USCIB filed comments on November 11 in response to a Federal Register notice from the U.S. Department of Commerce’s National Telecommunications and Information Administration (NTIA) regarding a proposed approach to consumer data privacy. NTIA’s proposal is designed to provide high levels of protection for individuals, while giving organizations legal clarity and the flexibility to innovate.
USCIB’s comments highlighted the view that the free flow of data and information is critical for economic development and growth, citing a recent study that the increase in GDP from data flows was an estimated $2.8 trillion.
“Business realizes that the benefits of technology innovation enabled by data flows will only be realized and embraced by consumers, businesses, and governments who trust the online environment and feel confident that the privacy of their personal data will be respected,” stated the letter. “USCIB members are committed to complying with applicable privacy regulations and recognize their responsibility to adopt recognized best practices to ensure that personal data and information is appropriately secured as technology and services evolve.”

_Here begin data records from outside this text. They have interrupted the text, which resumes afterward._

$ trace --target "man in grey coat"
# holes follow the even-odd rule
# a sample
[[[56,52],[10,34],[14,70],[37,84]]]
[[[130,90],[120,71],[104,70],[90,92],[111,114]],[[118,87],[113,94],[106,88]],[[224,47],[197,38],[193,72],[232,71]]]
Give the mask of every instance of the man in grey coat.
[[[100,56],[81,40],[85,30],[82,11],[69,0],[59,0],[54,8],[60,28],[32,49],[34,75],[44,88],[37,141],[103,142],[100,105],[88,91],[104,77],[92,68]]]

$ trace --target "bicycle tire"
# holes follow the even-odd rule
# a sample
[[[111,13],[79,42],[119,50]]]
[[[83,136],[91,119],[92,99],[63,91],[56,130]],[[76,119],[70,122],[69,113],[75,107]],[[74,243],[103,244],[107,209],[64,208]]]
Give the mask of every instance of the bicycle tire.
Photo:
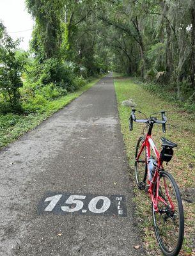
[[[139,147],[141,146],[141,145],[144,141],[144,138],[143,136],[141,136],[139,138],[137,143],[136,156],[135,156],[136,180],[136,184],[139,189],[144,189],[146,186],[148,166],[146,164],[146,152],[145,148],[143,150],[142,154],[140,156],[140,157],[141,157],[143,154],[144,154],[144,156],[142,156],[143,157],[142,161],[144,161],[144,163],[141,163],[143,164],[143,166],[140,164],[139,167],[139,162],[136,161],[136,159],[137,158],[137,154],[139,153],[139,149],[141,148],[141,147],[139,148]]]
[[[154,208],[152,205],[152,216],[153,220],[153,225],[154,225],[154,230],[155,236],[160,246],[161,251],[162,252],[163,254],[166,256],[176,256],[178,255],[179,253],[182,243],[183,240],[183,235],[184,235],[184,216],[183,216],[183,205],[182,205],[182,200],[181,198],[180,193],[179,191],[178,187],[173,177],[173,176],[168,173],[166,171],[162,171],[160,173],[160,179],[164,178],[164,180],[165,179],[166,179],[166,188],[168,190],[168,194],[170,195],[171,190],[173,189],[173,191],[175,194],[175,199],[174,198],[173,196],[171,196],[171,200],[175,200],[175,209],[173,211],[171,209],[170,207],[167,207],[169,208],[168,211],[167,213],[164,213],[164,215],[160,214],[160,212],[156,212],[154,211]],[[169,181],[169,186],[168,186],[168,181]],[[165,186],[164,185],[164,187]],[[159,195],[162,197],[163,199],[166,199],[168,198],[167,194],[164,193],[163,191],[165,188],[160,186],[159,187]],[[155,186],[154,187],[154,193],[155,190]],[[172,191],[172,190],[171,190]],[[167,200],[168,201],[168,200]],[[177,202],[177,207],[176,207],[176,202]],[[162,203],[161,204],[163,205]],[[164,208],[165,207],[165,205],[164,204]],[[160,205],[160,202],[158,204],[158,208],[162,207]],[[169,213],[168,213],[169,212]],[[173,230],[171,230],[169,234],[167,234],[164,232],[164,230],[162,228],[161,230],[160,229],[159,225],[158,225],[158,221],[157,221],[157,219],[161,219],[164,222],[164,225],[166,225],[169,228],[171,227],[171,224],[173,224],[175,228]],[[176,223],[178,223],[178,227],[176,227]],[[163,225],[162,224],[162,225]],[[171,236],[172,235],[172,236]],[[177,237],[176,237],[177,236]],[[166,239],[167,238],[166,243],[167,244],[165,244]],[[175,243],[174,244],[174,241],[175,240]]]

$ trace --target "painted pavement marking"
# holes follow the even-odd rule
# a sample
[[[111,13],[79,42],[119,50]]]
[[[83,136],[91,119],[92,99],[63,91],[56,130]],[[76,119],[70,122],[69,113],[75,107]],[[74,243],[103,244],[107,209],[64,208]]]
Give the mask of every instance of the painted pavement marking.
[[[125,196],[72,195],[58,192],[47,192],[45,194],[39,204],[38,212],[39,214],[127,216]]]

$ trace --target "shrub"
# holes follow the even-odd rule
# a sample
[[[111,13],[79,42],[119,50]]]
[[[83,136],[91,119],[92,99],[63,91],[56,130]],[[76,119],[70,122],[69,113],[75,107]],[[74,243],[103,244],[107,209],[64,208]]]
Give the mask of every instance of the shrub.
[[[75,88],[79,89],[86,84],[86,81],[82,77],[75,77],[74,79],[74,84]]]
[[[65,96],[67,94],[67,90],[51,83],[41,88],[39,93],[46,99],[53,100],[59,97]]]
[[[47,104],[47,100],[43,96],[36,94],[34,97],[29,98],[24,102],[22,106],[26,113],[32,113],[41,109]]]

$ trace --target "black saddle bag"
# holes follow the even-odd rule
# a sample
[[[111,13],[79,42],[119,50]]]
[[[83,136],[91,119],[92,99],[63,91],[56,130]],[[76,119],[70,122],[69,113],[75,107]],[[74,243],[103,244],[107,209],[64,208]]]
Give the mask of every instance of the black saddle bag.
[[[173,150],[171,147],[163,147],[160,152],[160,158],[164,162],[169,162],[173,156]]]

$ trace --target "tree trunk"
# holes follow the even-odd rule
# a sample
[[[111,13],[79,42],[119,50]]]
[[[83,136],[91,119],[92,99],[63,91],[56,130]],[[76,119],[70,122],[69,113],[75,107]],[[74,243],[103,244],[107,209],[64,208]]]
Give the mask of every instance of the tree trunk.
[[[141,58],[141,76],[143,79],[146,69],[146,58],[145,58],[145,51],[144,51],[145,49],[137,17],[136,17],[136,20],[132,20],[132,22],[135,26],[138,36],[138,42],[139,42],[140,58]]]
[[[170,28],[170,24],[168,20],[166,21],[166,31],[167,35],[167,43],[166,49],[166,70],[168,72],[168,76],[169,78],[173,71],[173,56],[171,51],[171,30]]]
[[[192,88],[195,89],[194,75],[195,75],[195,1],[192,1],[191,8],[191,84]]]

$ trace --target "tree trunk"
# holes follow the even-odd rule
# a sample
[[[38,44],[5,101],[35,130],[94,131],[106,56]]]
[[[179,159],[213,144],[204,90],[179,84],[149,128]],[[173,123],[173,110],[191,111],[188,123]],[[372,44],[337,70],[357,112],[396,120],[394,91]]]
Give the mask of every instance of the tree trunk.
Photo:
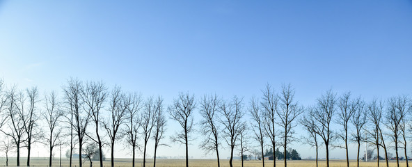
[[[379,157],[379,143],[377,143],[377,153],[378,154],[378,167],[379,167],[379,160],[380,160],[380,157]]]
[[[399,157],[397,153],[397,136],[395,139],[395,152],[396,154],[396,166],[399,167]]]
[[[217,167],[221,167],[221,160],[219,156],[219,148],[216,147],[216,154],[217,155]],[[153,166],[154,167],[154,166]]]
[[[235,145],[230,145],[230,159],[229,159],[229,165],[230,166],[230,167],[233,167],[233,164],[232,164],[232,161],[233,160],[233,150]],[[263,157],[262,157],[263,159]]]
[[[404,139],[405,139],[404,136]],[[406,151],[406,139],[405,139],[405,148],[404,149],[405,149],[405,159],[406,160],[406,167],[409,167],[409,164],[408,164],[408,154],[406,153],[408,152]]]
[[[273,145],[273,151],[274,151],[274,167],[276,167],[276,158],[275,157],[275,144]],[[263,156],[262,157],[263,159]]]
[[[283,145],[283,161],[285,161],[285,167],[287,166],[287,164],[286,164],[286,148],[287,148],[287,146],[286,145],[287,142],[287,134],[286,133],[286,128],[287,126],[285,126],[285,145]],[[275,150],[274,150],[274,152],[275,152]]]
[[[286,141],[286,140],[285,140]],[[285,161],[285,167],[286,167],[286,143],[285,143],[285,145],[283,145],[283,161]]]
[[[329,145],[328,144],[325,144],[326,147],[326,166],[329,167]]]
[[[97,136],[97,143],[99,144],[99,160],[100,161],[100,167],[103,167],[103,151],[102,150],[102,141],[100,140],[99,132],[97,132],[97,126],[98,125],[96,125],[96,136]]]
[[[318,156],[318,153],[317,153],[317,145],[316,145],[316,167],[317,167],[317,156]]]
[[[358,140],[358,156],[356,157],[356,166],[359,167],[359,152],[360,151],[360,141]],[[365,157],[366,158],[366,157]]]
[[[389,160],[388,159],[388,150],[386,150],[386,147],[383,147],[383,150],[385,151],[385,160],[386,161],[386,167],[389,167]]]
[[[154,145],[154,157],[153,157],[153,167],[156,167],[156,151],[157,150],[157,145]]]
[[[31,150],[31,139],[29,139],[27,142],[27,166],[30,166],[30,152]]]
[[[111,143],[111,150],[110,150],[110,161],[111,164],[111,167],[114,167],[114,141]]]
[[[52,167],[52,157],[53,157],[53,147],[50,145],[50,154],[49,155],[49,166]]]
[[[242,144],[241,144],[241,145],[242,145]],[[241,160],[241,167],[243,167],[243,145],[241,145],[240,147],[241,147],[241,148],[240,148],[240,150],[241,150],[240,159]]]
[[[80,134],[79,134],[79,136],[80,136]],[[81,167],[81,143],[83,142],[83,140],[81,140],[80,138],[79,138],[79,166]]]
[[[73,134],[70,134],[71,139],[70,139],[70,162],[69,162],[69,167],[72,167],[72,154],[73,154]]]
[[[60,164],[59,164],[58,166],[61,167],[61,143],[60,145],[61,145],[60,146]],[[50,167],[52,167],[52,166],[50,166]]]
[[[189,145],[187,145],[187,129],[184,128],[184,140],[186,145],[186,167],[189,167]]]
[[[344,147],[346,149],[346,164],[347,164],[347,166],[349,167],[349,149],[347,147],[347,129],[346,130],[346,133],[345,133],[345,138],[344,138]]]
[[[148,145],[148,141],[145,141],[145,146],[143,148],[143,167],[146,167],[146,147],[147,147],[147,145]]]
[[[17,141],[17,166],[20,166],[20,142]]]
[[[263,166],[263,167],[264,167],[264,159],[263,159],[263,145],[262,143],[260,143],[260,148],[262,150],[262,165]],[[275,157],[274,157],[274,159],[275,159]]]
[[[132,147],[133,148],[133,151],[132,151],[133,153],[132,153],[132,157],[132,157],[133,159],[132,160],[132,167],[134,167],[134,157],[136,156],[136,150],[135,150],[136,145],[134,145]]]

However countries such as China, India, Malaysia, Panama and South Korea have proposed restrictive data protection laws that could significantly harm U.S. companies while also undermining efforts to enhance global interoperability.
“These countries’ approaches range from quite onerous data localization requirements to national privacy frameworks that are administratively burdensome and complex, all of which end up imposing economic costs on the country by undermining their attractiveness as destinations for jobs-creating investment and innovation,” warned Barbara Wanner, USCIB’s vice president for ICT policy. “They also create an increasingly fragmented regulatory landscape, which imposes added compliance costs on business that hampers continued innovation.”
The comments also highlighted an example of a proposal made by India that would establish an alarming global precedent and could significantly impede the growth of innovation, investment, entrepreneurship, and industrial growth through strict data localization requirements, restrictions on the cross-border data flows, and extraterritorial application.
“It is vital that the U.S. continue to exercise global leadership in pushing back against this type of protective approach to personal data protection,” said Wanner.
NTIA’s initiative runs parallel to the efforts of the National Institute of Standards and Technology (NIST) to develop a voluntary privacy framework and the efforts of the Commerce Department’s International Trade Administration to increase global regulatory harmony.